Banks can now lend more to trade-based small enterprises
Banks and other financial institutions can now lend more to trade-based cottage, micro, small and medium enterprises (CMSMEs) as the central bank yesterday raised the annual ceiling of the loans for the sector by 10 percentage points.
While unveiling the Tk 20,000 crore stimulus package for the CMSME sector in April, the central bank included trade-based micro and cottage firms as a huge number of people are employed in the sector.
At the time, lenders were allowed to disburse 20 per cent of their total annual loans to trade-based CMSMEs.
Now, they can set aside 30 per cent of the loans for the sub-sector as the CMSMEs have been hit hard by the coronavirus pandemic, the BB said in a circular yesterday.
As a result, banks can channel up to 30 per cent of the stimulus package to the sector.
If the amount of the loans goes past 20 per cent, the share of the funds for the manufacturing and service sub-sectors would go down proportionately. However, it would not be below 70 per cent combined for the two sub-sectors, the BB said.
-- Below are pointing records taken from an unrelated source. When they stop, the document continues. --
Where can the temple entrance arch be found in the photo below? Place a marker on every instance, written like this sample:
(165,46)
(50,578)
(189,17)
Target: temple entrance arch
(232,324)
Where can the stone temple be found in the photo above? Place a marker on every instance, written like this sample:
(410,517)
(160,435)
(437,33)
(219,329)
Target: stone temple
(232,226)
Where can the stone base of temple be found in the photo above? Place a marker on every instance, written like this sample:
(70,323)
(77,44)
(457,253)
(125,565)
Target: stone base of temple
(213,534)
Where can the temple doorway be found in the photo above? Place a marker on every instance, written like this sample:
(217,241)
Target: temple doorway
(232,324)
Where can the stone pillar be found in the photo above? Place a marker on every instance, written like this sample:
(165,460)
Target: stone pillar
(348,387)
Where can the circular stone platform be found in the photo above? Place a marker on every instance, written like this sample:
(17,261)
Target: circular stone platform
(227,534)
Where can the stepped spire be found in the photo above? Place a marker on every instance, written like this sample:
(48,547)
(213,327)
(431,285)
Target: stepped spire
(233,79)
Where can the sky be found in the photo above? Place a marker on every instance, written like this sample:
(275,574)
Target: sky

The disbursement of the funds from the stimulus package has not been satisfactory, the BB said.
As of September 30, banks gave out Tk 5,883 crore in loans from the package, which is 29.41 per cent of the fund.
Grassroot entrepreneurs and chambers have also requested the central bank to increase allocation for the CMSMEs reeling under the pressure of the pandemic, the BB said.
Banks welcomed the central bank move.
“Trading dominates the CMSME sector. So, we had long been urging the central bank to raise the ceiling for the trading sub-sector,” said Syed Abdul Monem, head of SME of Brac Bank.
Because of the 20 per cent cap, banks could not lend more to CMSME traders from the package, he said.
“So, we welcome the 10 percentage points increase. This will help banks accelerate the disbursement of funds from the stimulus package.”
He also urged the central bank to amend the definition to incorporate trade-based CMSMEs.
The definition of the central bank has not differentiated between large traders and CMSME traders and they have been put in the same group.
“These small traders and retailers sell goods made by the manufacturers. So, there is no point in depriving them of availing all facilities such as banking. The sector can be made a thrust sector by bringing changes to the definition.”
The banker also said the deadline for the CMSME fund disbursement should be extended to December, as the central bank did in case of the stimulus package for the farming sector.
Brac Bank has disbursed about Tk 500 crore as of last week from the Tk 1,100 crore target set by the central bank from the CMSME fund. It hopes to disburse another Tk 150 crore to Tk 200 crore by this month.
Banks are getting 50 per cent of the fund from the BB.
CMSMEs can take the working capital loan at 9 per cent interest. Of the interest, 4 per cent will be borne by the borrowers and 5 per cent by the government.
The CMSME sector represents 13 million business entities in Bangladesh, contributing 25 per cent to the GDP, 35.5 per cent to total employment and 80 per cent to export earnings, according to the Dhaka Chamber of Commerce and Industry.